The trajectory recording is achieved with several hooks we inserted into the
original RLAfford codebase. The hooks are used to extract and maintain the recordings
at different stages of simulation. We evaluated the released RLAfford model with
hook-inserted scripts. In the initialization stage, objects and robots are
initialized with randomization, their pose, and DoF information are recorded. For
each simulation step, the DoF position information of objects and robots is
recorded in the trajectories. In the end, for each object, a separate trajectory
file of $1000$ different trajectories is saved in the RoboVerse supported format.

### RLBench

[RLBench](https://github.com/stepjam/RLBench) is a large-scale benchmark and learning environment for robotic manipulation, featuring $100$ diverse, hand-designed tasks ranging in complexity, from simple actions like reaching to multi-stage tasks like opening an oven and placing a tray inside. Each task includes an infinite supply of demonstrations generated via waypoint-based motion planning.

**Tasks and assets**: We roll out ${\sim}2K$ trajectories in RLBench for each task, and migrate them to RoboVerse.

### RoboSuite & MiminGen

[RoboSuite](https://robosuite.ai/) RoboSuite provides a suite of task environments for robotic manipulation, built on the MuJoCo physics engine. Each task is implemented as a separate class, with most configuration details embedded in the source code. Based on these environments, MimicGen offers thousands of demonstrations, serving as a widely used benchmark for imitation learning.
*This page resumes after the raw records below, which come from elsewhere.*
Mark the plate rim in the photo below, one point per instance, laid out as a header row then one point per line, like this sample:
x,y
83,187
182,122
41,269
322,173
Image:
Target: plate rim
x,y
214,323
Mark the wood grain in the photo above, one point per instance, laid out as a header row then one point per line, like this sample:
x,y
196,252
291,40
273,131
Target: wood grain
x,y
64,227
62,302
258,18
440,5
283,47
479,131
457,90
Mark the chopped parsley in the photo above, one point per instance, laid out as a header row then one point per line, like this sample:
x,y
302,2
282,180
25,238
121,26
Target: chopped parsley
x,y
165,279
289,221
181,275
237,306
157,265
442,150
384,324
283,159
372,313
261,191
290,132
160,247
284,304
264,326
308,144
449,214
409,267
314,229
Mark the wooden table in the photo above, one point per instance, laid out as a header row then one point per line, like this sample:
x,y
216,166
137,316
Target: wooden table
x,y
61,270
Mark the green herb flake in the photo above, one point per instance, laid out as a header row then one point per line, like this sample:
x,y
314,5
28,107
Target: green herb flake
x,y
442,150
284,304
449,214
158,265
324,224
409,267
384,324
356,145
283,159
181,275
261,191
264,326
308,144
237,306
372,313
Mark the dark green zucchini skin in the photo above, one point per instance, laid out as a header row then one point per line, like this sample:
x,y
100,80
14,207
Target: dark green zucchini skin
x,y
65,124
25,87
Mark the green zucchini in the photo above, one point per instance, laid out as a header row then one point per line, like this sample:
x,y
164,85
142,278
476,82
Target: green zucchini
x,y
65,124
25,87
**Tasks and Assets**: For tasks with separate object description files (MJCF), we directly migrate the corresponding assets through our Asset Conversion pipeline. However, some tasks contain hard-coded assets within the source code, such as a hammer composed of multiple cubes, cylinders and other primitives with carefully designed relative poses. To integrate these tasks, we will manually reconstruct the assets within our framework. We also argue that hard-coded asset and task definitions, as opposed to modular task descriptions, are not scalable for future robotic task benchmarking.
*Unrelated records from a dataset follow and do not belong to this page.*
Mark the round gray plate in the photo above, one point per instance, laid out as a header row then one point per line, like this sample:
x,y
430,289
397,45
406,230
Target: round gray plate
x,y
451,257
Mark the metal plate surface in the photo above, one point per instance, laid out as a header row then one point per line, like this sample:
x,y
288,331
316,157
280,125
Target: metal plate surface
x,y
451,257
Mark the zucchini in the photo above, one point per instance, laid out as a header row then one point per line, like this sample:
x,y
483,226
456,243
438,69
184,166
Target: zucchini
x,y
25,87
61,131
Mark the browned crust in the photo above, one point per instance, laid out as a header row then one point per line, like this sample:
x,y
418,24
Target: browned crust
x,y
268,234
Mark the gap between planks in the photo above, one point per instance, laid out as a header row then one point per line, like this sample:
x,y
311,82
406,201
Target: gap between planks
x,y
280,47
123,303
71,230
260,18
**Demonstrations**: We convert MimicGen demonstrations into our format. Specifically, we transform the robot actions from 6-DoF Cartesian space representations to joint space. Additionally, the state of the first frame is adopted as the initial scene state.
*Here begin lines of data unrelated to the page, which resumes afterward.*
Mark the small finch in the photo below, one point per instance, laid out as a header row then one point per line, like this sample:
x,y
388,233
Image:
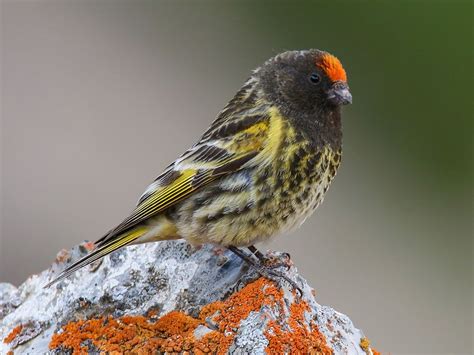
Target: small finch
x,y
261,168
**Success Checkers**: We meticulously implement success checkers based on the original definitions to ensure failed executions are effectively filtered out.

### SimplerEnv

[SimplerEnv](https://simpler-env.github.io/) is a set of tasks and methods designed to do trustworthy benchmarking in simulation for manipulation policies that can reflect the real-world success rate.

There are in total $25$ different tasks in SimplerEnv. We ignore all tasks that are just a subset of another task and migrated in total $6$ tasks and $52$ object assets to RoboVerse. The tasks all use Google Robot. Currently only one task is uploaded.

SimplerEnv provided some controller models trained with RT-1 and RT-X dataset. We did not use the trajectories from the dataset directly because some environmental settings are different from the environments from SimplerEnv. We used the trained model to collect trajectories. Hooks are inserted into the original SimplerEnv codebase to extract and maintain the recordings at different stages of simulation. We then rollout the model trained with RT-1 dataset on each task to collect the trajectories.

### UH1

[UH1](https://arxiv.org/abs/2412.14172) is a large-scale dataset of
over 20 million humanoid robot poses with corresponding
text-based motion descriptions. We currently included one set of trajectory into RoboVerse.